Au total le parcours se compose de seize panneaux dont six historiques et dix panneaux thématiques représentatifs du genre (transhumanisme, fin du monde, hommes artificiels ou augmentés, etc.). La circulation aidant, c’est une véritable promenade dans le genre que l’exposition propose de faire aux visiteurs. Les panneaux reprennent les recettes qui font les infographies réussies : un bon équilibre texte et image, des représentations propres au management visuel rendant accessibles de contenus sans avoir à lire l’ensemble des explications, des visuels homogènes au charme désuet.
Mais alors ; c’est quoi donc ce Merveilleux-tiret-scientifique ?
Sans vouloir faire de science-friction, la première des choses à dire est que le merveilleux-scientifique n’est pas de la science-fiction. Maurice Renard intègre dans le genre une époque de grandes découvertes (radium, rayons X, etc.). Là où Jules Verne se positionne en tant que technicien et vulgarisateur, Maurice Renard pousse la science vers l’inconnu pour procéder à la « scientifisation » du merveilleux. La science vient suppléer l’explication « magique » sans nuire au caractère merveilleux du récit. Ce lien est d’ailleurs symbolisé par le tiret du Merveilleux-scientifique. Les frontières se floutent : « est-ce le merveilleux qui devient scientifique ou la science qui devient merveilleuse ? » (Extrait 28 : 00 du Podcast). Les récits se positionnent dans le présent. Les auteurs altèrent une loi physique (physique, chimie, physiologie) afin de produire une « expérience de pensée » (autrement dit, une expérience qui ne pourra pas être vérifiée par l’expérimentation et qui fait uniquement appel à l’imagination et au raisonnement).
« Mais alors on a une définition ? »
Eh bien oui : « Le roman merveilleux-scientifique est une fiction qui a pour base un sophisme ; pour objet, d’amener le lecteur à une contemplation de l’univers plus proche de la vérité ; pour moyen, l’application des méthodes scientifiques à l’étude compréhensive de l’inconnu et de l’incertain » dixit Maurice Renard qui est censé savoir de quoi il parle.
Ça vous avance, hein ?
Dit autrement le genre Merveilleux-scientifique c’est du conte de fée survitaminé par injection de science (et de sciences dures en plus).
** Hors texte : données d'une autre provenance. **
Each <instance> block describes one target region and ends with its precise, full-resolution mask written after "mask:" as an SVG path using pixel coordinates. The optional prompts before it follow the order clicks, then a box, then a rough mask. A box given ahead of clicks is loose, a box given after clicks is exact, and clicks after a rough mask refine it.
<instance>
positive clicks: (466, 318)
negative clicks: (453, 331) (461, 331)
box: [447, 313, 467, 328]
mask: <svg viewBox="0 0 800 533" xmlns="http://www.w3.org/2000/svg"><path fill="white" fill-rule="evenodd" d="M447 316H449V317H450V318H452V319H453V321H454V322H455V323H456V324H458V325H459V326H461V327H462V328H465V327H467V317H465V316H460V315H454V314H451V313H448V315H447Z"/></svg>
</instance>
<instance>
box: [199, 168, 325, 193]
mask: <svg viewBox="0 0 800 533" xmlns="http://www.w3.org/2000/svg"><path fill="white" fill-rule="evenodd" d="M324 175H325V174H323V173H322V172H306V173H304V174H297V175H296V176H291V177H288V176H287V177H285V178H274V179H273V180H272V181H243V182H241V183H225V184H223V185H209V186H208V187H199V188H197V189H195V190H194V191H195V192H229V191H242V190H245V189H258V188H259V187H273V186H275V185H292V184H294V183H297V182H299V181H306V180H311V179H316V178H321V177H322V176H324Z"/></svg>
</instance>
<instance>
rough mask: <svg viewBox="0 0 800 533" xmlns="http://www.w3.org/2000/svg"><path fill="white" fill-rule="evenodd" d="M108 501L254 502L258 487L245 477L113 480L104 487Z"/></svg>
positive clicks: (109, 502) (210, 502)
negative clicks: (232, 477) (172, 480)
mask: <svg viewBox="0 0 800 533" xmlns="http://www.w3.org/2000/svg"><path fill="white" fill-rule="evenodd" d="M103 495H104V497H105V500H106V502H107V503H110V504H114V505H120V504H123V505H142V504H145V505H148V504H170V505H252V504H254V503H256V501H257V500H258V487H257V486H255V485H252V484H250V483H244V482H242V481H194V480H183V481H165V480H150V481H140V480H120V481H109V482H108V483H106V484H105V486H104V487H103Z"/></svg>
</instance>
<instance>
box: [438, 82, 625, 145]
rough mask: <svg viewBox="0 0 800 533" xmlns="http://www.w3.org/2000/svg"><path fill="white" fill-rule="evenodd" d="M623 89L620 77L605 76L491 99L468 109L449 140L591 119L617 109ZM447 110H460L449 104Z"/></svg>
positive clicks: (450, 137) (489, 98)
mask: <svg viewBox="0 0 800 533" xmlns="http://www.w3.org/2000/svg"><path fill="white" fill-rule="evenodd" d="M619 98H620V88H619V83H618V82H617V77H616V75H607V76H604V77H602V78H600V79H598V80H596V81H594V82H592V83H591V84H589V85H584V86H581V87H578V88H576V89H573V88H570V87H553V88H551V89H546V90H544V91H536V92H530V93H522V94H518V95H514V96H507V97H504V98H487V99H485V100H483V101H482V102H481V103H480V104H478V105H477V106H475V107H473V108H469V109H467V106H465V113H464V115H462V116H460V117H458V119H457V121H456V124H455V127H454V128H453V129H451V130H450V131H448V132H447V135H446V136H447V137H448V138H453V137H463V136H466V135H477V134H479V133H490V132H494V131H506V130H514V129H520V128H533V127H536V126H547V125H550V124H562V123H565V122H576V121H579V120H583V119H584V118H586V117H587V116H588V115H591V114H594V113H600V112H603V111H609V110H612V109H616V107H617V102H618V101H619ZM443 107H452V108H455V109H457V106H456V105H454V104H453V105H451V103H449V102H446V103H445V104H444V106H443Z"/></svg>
Les thèmes vous les connaissez aujourd'hui d’expérience mais à l’époque, ils se trouvaient être novateurs et propres au genre : hommes invisibles, communication extraterrestre, pouvoirs surhumains, microbes titanesques (des macrobes), voyage dans le corps humain, effet du radium sur l’homme, création et manipulation du vivant, voyager entre les astres, la fin du monde sous toutes ses formes (astéroïdes vindicatifs, séismes, invasions de vermines, catastrophes climatiques, raréfaction des ressources, épidémies, etc.).
« Mais en ce cas, pourquoi faire cet article maintenant ? »
… Parce que nous ne l’avions pas fait avant (tu parles d’une raison) et que nous n’avions jamais perdu le fil de cette promenade dans les couloirs de la BNF ; où en l’espace de quelques pas, l’exposition avait réussi le tour de force de nous faire voyager dans le temps (sans machine) et dans l’espèce (en nous faisant redécouvrir des auteurs que nous avions oublié ou ne connaissions tout simplement pas).
… Parce que nous sommes retombés récemment sur le Podcast France Culture.
… Parce que nous connaissions la science-fiction, le cyberpunk et d’autres mouvements littéraires qui ont fini par gommer le Merveilleux-scientifique mais qui s’en inspirent forcément.
… Parce que (tout court).
… Parce que nous avons passé un bon moment ; voilà tout.